Kaali Venkat (born 16 November 1982) is an Indian actor who mainly appears in Tamil language films in supporting roles.

==Personal life==
Venkat hails from Kudaiyadevanpatti a village near Kovilpatti. Venkat used to act in dramas during his school days. With an ambition to act in films he moved from his village to Chennai in 1997 to enter the Tamil film industry. In Chennai, he was doing jobs like selling groceries in order to survive until he met director Vijay Prabakaran. Prabakaran, who Venkat considers his guru, coached and taught him "everything I know about cinema today".

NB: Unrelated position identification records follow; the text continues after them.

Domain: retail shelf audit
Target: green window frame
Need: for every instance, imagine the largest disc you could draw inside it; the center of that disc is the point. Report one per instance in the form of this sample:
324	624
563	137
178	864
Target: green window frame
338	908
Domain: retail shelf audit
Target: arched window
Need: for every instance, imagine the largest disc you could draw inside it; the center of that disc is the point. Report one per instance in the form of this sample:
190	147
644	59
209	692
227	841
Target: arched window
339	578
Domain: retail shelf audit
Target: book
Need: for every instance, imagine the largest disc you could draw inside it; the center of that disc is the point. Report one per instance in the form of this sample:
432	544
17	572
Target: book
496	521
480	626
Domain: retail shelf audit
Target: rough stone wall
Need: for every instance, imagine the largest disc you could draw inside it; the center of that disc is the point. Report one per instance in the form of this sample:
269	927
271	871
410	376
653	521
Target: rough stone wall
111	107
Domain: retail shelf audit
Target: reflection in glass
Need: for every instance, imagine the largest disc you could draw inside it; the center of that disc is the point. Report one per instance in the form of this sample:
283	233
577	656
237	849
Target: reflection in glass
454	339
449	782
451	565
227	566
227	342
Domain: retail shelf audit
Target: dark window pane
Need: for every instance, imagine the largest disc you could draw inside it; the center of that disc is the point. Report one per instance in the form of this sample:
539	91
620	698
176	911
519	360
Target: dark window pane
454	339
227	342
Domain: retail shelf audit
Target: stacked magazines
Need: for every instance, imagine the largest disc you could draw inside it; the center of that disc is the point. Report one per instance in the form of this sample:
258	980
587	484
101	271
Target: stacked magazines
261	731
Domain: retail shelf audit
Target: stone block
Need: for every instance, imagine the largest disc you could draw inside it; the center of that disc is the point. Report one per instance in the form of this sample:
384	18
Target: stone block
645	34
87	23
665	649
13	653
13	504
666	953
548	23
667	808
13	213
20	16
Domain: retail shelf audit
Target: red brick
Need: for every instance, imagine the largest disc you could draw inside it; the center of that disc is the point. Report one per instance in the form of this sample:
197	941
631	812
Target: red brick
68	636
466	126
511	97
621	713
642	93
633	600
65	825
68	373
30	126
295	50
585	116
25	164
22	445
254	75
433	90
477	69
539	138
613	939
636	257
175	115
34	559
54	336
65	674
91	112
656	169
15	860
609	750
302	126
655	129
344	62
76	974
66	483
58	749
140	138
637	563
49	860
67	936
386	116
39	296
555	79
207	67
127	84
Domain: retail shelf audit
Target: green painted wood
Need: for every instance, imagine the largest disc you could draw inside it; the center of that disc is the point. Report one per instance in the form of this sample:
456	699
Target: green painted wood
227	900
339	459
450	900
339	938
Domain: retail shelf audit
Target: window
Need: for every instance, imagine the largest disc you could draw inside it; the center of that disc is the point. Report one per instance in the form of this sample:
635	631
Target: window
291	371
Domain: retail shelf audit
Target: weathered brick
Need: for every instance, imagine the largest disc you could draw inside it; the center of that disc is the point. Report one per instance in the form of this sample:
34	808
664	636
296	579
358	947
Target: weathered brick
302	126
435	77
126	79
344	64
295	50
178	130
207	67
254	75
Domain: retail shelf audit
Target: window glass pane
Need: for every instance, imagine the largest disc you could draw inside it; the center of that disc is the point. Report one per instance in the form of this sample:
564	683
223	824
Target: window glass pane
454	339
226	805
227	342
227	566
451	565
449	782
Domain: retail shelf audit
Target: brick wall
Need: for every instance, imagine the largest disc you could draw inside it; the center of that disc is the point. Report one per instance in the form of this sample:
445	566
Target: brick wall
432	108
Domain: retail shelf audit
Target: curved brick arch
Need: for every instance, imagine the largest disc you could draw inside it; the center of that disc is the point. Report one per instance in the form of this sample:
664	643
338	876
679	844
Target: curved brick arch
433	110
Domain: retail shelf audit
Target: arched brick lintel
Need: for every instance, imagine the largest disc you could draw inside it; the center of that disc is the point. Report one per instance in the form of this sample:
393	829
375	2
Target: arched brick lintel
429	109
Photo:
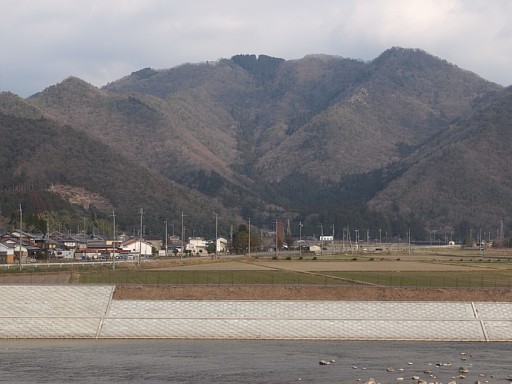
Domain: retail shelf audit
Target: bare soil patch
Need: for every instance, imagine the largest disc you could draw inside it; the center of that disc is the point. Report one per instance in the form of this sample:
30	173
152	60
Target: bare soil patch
145	292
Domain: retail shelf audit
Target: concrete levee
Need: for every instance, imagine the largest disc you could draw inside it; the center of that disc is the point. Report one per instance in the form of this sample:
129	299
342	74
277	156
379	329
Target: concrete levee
90	312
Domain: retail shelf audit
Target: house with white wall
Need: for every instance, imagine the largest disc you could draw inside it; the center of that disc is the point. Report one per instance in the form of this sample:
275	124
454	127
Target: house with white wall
136	245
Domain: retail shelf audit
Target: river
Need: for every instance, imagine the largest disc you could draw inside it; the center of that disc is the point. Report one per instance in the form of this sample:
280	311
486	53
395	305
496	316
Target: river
226	361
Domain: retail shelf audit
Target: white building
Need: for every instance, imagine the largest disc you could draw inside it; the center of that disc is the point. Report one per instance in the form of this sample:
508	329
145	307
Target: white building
136	246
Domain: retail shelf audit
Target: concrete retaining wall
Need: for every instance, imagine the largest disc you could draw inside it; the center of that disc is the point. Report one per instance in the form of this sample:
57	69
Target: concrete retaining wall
89	312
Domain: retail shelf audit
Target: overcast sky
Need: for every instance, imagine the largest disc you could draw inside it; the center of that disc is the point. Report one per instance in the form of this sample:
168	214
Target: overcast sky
42	42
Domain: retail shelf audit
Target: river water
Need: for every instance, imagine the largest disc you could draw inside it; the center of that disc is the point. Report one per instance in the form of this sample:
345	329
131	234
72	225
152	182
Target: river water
225	361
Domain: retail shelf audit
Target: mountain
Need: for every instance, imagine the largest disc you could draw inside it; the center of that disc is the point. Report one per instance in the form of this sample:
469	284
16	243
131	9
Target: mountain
462	178
48	166
323	139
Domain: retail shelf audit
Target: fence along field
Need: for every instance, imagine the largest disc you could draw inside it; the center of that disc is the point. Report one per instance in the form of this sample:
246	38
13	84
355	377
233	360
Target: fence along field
460	270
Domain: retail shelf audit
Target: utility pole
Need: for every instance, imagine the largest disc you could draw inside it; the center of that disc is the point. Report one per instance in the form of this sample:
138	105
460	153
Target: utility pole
141	212
249	239
216	237
166	237
21	230
300	238
276	239
182	236
114	242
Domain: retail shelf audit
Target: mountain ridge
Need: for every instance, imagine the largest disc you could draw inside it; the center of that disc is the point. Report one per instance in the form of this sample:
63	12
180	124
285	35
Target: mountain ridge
319	139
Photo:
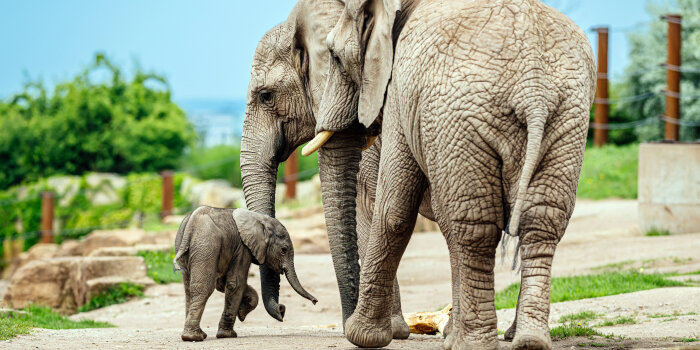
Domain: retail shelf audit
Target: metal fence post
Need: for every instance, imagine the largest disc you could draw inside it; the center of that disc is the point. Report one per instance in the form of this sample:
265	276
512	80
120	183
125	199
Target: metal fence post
602	105
47	206
673	77
167	208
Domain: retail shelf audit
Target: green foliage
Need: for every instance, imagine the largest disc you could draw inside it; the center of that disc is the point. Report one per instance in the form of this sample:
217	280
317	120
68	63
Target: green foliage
113	295
609	172
583	316
223	162
648	48
591	286
115	126
617	321
160	266
571	330
657	232
14	323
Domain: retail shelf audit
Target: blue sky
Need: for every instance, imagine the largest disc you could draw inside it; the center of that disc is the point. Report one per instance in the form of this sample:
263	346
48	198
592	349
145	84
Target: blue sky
204	48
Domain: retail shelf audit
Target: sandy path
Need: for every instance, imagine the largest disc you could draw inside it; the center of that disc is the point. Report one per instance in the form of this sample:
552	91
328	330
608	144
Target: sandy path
600	233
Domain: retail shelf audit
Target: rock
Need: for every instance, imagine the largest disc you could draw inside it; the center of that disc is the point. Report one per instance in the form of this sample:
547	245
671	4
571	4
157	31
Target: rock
111	238
130	251
65	284
38	251
104	187
216	193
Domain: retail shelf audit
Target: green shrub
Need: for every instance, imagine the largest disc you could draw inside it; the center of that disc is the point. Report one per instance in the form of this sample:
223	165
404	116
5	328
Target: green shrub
14	323
116	126
160	266
609	172
113	295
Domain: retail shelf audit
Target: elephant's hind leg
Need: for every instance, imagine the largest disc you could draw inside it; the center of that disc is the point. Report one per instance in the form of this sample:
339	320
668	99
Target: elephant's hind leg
399	193
550	202
202	278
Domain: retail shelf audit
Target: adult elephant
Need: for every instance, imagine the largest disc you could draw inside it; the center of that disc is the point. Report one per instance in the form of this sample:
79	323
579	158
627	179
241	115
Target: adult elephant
486	102
287	79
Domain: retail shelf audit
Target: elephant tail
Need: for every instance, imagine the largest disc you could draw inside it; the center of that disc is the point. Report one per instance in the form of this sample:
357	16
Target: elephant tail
535	131
182	242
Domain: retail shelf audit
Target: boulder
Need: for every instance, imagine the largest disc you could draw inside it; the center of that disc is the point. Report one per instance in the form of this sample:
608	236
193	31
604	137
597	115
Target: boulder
65	284
111	238
130	251
38	251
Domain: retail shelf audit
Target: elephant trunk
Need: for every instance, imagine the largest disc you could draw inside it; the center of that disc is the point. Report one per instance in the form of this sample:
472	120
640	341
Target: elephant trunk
259	179
291	274
339	162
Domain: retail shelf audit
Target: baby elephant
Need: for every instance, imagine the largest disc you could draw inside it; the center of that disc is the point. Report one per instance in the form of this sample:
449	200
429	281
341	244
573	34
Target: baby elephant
215	248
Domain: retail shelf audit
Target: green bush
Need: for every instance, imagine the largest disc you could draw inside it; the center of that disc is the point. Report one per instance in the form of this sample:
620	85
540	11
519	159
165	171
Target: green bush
113	295
117	126
223	162
609	172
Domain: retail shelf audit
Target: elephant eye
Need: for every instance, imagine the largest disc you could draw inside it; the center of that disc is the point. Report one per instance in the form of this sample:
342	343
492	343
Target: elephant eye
265	96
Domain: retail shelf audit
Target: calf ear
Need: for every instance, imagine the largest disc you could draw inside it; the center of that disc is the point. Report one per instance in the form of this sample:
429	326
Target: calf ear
252	230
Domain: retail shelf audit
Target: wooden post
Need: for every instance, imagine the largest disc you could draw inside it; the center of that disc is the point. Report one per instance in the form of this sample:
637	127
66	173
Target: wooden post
167	208
602	105
47	204
291	169
673	76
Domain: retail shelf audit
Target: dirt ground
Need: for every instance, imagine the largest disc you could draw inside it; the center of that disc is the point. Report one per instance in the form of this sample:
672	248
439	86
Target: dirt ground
600	233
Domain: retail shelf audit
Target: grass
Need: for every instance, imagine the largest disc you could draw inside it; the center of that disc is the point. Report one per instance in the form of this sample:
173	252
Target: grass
583	316
591	286
113	295
654	232
609	172
16	323
617	321
160	266
571	330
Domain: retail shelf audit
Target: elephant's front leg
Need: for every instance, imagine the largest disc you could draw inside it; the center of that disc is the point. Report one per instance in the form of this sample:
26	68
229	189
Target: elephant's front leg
366	191
399	193
236	282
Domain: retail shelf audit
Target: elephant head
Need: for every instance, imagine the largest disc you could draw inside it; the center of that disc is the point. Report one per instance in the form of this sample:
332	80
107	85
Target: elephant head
288	74
248	303
270	244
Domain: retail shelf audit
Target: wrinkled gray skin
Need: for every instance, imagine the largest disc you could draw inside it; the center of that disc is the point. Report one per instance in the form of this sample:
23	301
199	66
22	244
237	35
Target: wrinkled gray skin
287	78
487	103
215	247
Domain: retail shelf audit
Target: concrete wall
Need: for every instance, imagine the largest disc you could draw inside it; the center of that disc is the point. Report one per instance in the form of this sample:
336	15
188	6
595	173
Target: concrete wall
669	187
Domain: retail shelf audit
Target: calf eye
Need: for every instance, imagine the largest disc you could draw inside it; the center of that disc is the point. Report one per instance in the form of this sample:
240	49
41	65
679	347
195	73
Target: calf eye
265	96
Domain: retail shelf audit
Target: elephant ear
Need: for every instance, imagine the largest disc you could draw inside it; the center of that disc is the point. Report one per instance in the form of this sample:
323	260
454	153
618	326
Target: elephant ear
376	24
253	233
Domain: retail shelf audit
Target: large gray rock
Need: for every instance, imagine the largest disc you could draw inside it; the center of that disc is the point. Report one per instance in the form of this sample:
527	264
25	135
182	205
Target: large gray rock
65	284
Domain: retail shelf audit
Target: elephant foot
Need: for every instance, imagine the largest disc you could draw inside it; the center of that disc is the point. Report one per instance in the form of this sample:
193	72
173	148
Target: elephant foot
531	340
399	327
510	333
193	335
368	333
226	333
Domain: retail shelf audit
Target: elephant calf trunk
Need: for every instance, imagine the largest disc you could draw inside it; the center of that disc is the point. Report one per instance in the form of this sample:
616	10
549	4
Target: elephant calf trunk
291	274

Venkat got married Janani on 30 October 2017 in Chennai and has a son.

==Career==
Before entering films, he worked in theatre. The first film Venkat acted was also by Vijay Prabhakaran, Thasaiyinai Thee Sudinum. The film failed to release but Venkat decided to keep his character name in it, Kaali, as his screen name after everybody on the set was calling him by that name. He then acted in various short films made for the Kalaignar TV show Naalaya Iyakkunar and won the Best Actor in a Series Award in Season 3 of the show. After a series of small roles in various feature films, he first gained attention with his role in the action drama Thadaiyara Thaakka. The short films fetched him small roles in bigger projects like Kalakalappu and Udhayam NH4. He played a substantial role in mystery thriller Thegidi, which went on to become a sleeper hit and Venkat stated that he was flooded with friend requests on Facebook post the film's release.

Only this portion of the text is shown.